Downfall (Delphine Rougier Thriller) by Sally Spedding

Downfall (Delphine Rougier Thriller) by Sally Spedding

Author:Sally Spedding [Spedding, Sally]
Language: eng
Format: epub
Publisher: Sharpe Books
Published: 2019-05-13T04:00:00+00:00


23.

10.35 hrs.

From a sudden flicker of insight to a churning over and over of the very latest developments, Delphine left the D338 just past Beaumont-sur-Sarthe and pulled into a deserted, pot-holed parking area in front of a small guest house and campsite named Auberge de l’Aube. Here, another, more decrepit sign indicated the Bois des Hermites some two kilometres away.

Jérôme Meyer’s last-minute discovery on his computer had left her firing on more cylinders than her loyal but underpowered wheels. Sensing that now more than ever, the dead baby boy in the Hôtel les Palmiers was somehow connected to Basma Arouar’s former enterprise on the Rue des Mazières, in Saint-Denis. There, in April 1996, another infant, this time a mixed-race baby girl of just five days old, had been found dead in her cot in the bedroom she’d shared with her mother. Also unnamed.

‘… Her little kidneys failed. Then everything else… too quickly… too quickly…”

Unnamed? Why? Could she have been Basma’s child? Delphine had thought out loud before the archivist reminded her of the country’s privacy laws to safeguard the identities of those at risk. Especially if a lunatic was on the loose. But in this heartbreaking case, it seemed that the birth mother, a forty-four-year-old Algerian, had fled the capital, never to be seen again.

Delphine had swiftly done the maths. Hadn’t her former boss worked at the Hôtel les Palmiers for seven years? Been fifty-four at the time of her death?

“Was there a Coroner’s report?” She’d asked her new ally before leaving his domain.

“Nothing. No birth certificate either, and no record of any burial or cremation. My curiosity was aroused at the time, but then,” he’d shrugged. “Too much other, bigger news was surging in.”

*

Delphine pushed her defunct, spotted umbrella into an already full poubelle, and brought up the substantial collar of her mother’s coat to cover her ears.
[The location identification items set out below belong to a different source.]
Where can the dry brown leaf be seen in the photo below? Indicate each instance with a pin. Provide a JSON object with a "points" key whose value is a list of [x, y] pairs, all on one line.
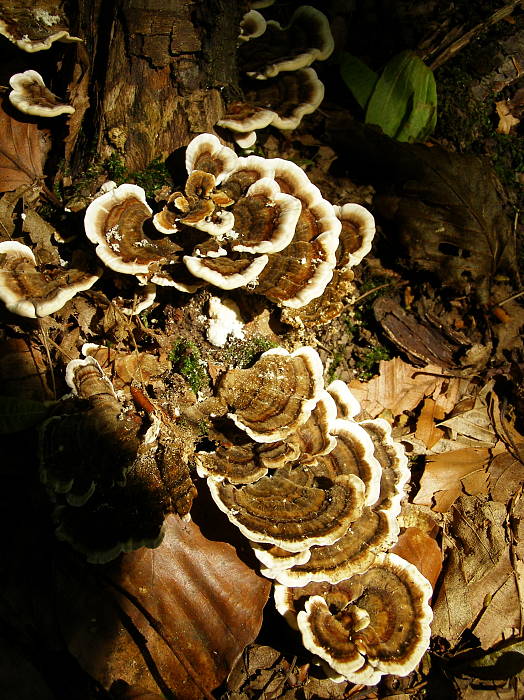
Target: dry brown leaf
{"points": [[443, 479], [506, 119], [420, 549], [208, 604], [426, 429], [398, 387], [20, 153], [473, 427], [474, 568], [23, 371]]}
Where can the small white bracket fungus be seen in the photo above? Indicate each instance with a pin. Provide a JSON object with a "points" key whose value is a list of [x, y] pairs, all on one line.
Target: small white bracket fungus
{"points": [[201, 268], [28, 292], [225, 321], [29, 94], [205, 152]]}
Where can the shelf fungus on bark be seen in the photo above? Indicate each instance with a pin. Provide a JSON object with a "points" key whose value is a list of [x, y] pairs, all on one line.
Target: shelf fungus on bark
{"points": [[289, 510], [32, 290], [319, 502], [248, 222], [30, 95], [252, 25], [33, 28], [279, 86], [355, 239], [374, 623], [112, 479]]}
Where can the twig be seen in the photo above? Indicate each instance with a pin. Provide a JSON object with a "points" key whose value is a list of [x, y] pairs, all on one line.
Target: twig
{"points": [[455, 46], [44, 337]]}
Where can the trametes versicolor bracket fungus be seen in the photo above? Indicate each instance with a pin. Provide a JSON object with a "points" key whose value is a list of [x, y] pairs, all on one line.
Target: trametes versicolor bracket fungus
{"points": [[112, 476], [34, 28], [318, 494], [241, 222], [31, 290], [280, 87], [30, 95]]}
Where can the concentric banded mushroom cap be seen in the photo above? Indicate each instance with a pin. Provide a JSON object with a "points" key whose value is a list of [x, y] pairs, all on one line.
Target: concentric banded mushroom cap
{"points": [[28, 291], [265, 219], [287, 510], [307, 38], [225, 273], [390, 636], [274, 397], [115, 222], [29, 94], [34, 28], [358, 231]]}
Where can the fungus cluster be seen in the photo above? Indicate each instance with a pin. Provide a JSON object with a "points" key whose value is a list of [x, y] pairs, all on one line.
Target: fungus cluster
{"points": [[30, 95], [33, 290], [317, 493], [113, 480], [279, 85], [248, 222]]}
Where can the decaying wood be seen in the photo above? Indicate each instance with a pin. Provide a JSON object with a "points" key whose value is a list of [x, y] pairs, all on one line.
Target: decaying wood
{"points": [[158, 69]]}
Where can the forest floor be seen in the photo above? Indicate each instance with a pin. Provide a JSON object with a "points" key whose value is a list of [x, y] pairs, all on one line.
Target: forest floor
{"points": [[434, 349]]}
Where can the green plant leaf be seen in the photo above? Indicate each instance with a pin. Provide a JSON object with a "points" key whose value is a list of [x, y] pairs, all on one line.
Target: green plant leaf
{"points": [[18, 414], [404, 100], [359, 78]]}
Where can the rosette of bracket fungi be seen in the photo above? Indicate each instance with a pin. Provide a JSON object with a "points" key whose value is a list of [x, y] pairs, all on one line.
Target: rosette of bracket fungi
{"points": [[281, 102], [377, 529], [356, 237], [30, 95], [290, 508], [196, 207], [374, 623], [119, 223], [299, 253], [306, 38], [112, 480], [34, 28], [32, 290], [301, 271]]}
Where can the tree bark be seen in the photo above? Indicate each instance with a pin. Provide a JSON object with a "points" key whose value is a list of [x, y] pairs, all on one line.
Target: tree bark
{"points": [[157, 70]]}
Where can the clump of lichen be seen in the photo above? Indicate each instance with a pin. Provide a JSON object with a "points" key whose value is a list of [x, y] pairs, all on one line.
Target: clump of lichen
{"points": [[153, 177], [187, 361], [243, 353]]}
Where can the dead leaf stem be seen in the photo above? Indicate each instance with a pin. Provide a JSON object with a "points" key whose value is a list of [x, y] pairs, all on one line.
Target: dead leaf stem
{"points": [[159, 629]]}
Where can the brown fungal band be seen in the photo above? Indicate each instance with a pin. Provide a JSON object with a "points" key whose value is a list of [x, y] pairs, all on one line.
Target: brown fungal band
{"points": [[29, 94], [31, 290], [374, 623], [251, 223], [319, 502]]}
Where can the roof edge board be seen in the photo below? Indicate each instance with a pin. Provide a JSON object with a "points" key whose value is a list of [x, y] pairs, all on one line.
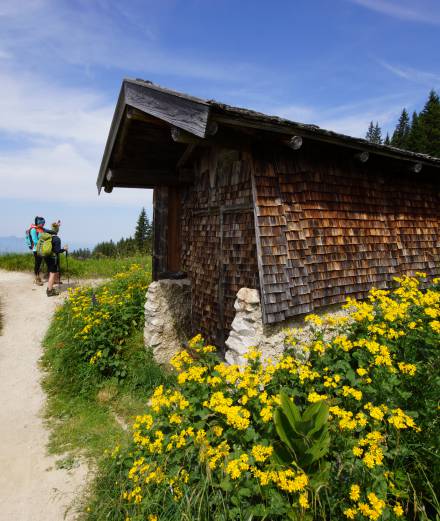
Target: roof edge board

Then she picked her way past various chained-up pieces of play equipment and the odd bench-style table and chairs badly in need of a lick of paint. But this was winter. Most things excusable because of it.

Most things, except the freezing hybrid of hail and rain still falling.

To the right of the shabby-looking Auberge de l’Aube, stood a row of what must have once been smart log cabins, each with its own, faded sign naming an exotic animal. ZÈBRE, LION, PANTHÈRE and the like. She wondered which one the Seghers’ had stayed in. Or even in the house itself? Meyer’s online research hadn’t said.

The door for deliveries was signed towards the right-hand side of the house, beneath a large, wooden trellis supporting a jungle of dead vines. A sorry sight, and one which made her want to tear them down and start again. Like her efforts at Bellevue when there’d been some hope.

An elderly woman so hunched over, her face was almost hidden, opened the door. It then took a huge effort stirred more by anxiety than curiosity, for her to raise her gaze and, with a surge of sadness, Delphine could see she’d once been beautiful.